New Column: Improving Our Immigration and Education Debates
Dual language learners (DLLs) are a big part of the how immigration affects our political economy” and the “how do we improve our schools” stories in the United States. It’s impossible to get a realistic or serious view of either without taking DLLs into account. But, for some reason, we don’t talk about them much when we’re talking about immigration or education. In a U.S. News and World Report column out today, I explain that this is a mistake:
[T]hese kids are the country’s future workforce. Taxes on their future wages will pay for your retirement programs someday. However important present-day partisan positioning on immigration may seem, serious presidential candidates should be talking about how to ensure that U.S. schools prepare these kids to succeed.

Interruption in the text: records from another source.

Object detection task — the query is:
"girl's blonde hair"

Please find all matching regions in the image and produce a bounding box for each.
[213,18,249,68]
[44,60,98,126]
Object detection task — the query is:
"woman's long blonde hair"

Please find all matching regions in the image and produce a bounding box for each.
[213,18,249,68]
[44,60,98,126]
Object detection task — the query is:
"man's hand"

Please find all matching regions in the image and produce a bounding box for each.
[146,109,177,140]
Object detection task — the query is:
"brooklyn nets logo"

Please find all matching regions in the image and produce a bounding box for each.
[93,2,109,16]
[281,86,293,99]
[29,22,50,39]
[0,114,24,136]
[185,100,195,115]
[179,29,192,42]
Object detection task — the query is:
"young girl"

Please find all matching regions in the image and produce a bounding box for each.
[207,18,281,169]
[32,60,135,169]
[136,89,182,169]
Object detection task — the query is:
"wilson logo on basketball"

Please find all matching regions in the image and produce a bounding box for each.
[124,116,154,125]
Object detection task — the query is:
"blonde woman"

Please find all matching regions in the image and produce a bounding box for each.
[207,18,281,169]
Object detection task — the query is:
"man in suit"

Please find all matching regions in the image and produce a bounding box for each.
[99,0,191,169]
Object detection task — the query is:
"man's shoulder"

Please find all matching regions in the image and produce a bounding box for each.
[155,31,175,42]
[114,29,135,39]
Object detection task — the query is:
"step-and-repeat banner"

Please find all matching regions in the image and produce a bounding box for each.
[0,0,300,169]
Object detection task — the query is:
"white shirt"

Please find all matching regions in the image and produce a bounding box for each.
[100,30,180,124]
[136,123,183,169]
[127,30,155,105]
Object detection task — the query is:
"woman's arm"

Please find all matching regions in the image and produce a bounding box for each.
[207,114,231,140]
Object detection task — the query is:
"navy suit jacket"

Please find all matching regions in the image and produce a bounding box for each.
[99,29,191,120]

How? Unfortunately, these children get almost as little attention in education discourse as they get in immigration debates. When we argue about education policy, we usually talk about “low-income” children or (even more amorphous) “the underserved.” Even though nearly one in three Head Start participants is an English language learner, even though more than one in five U.S. children speaks a non-English language at home, many schools are struggling to update their instructional models to support these students’ linguistic and academic development.
In most cases, this isn’t because educators are unwilling to change how they teach English language learners. Rather, it’s because they aren’t familiar with alternatives to their current approaches.
That’s why my colleagues and I at New America recently published a series of reports exploring efforts to better support these kids at schools in San Antonio; Washington, D.C.; and Portland, Oregon’s David Douglas School District. Each of these communities is investing in a few big things: quality early education for young English language learners, thoughtful engagement with multilingual families, as much support as possible for preserving students’ native languages as they learn English, and anti-poverty efforts that simultaneously benefit adults and children.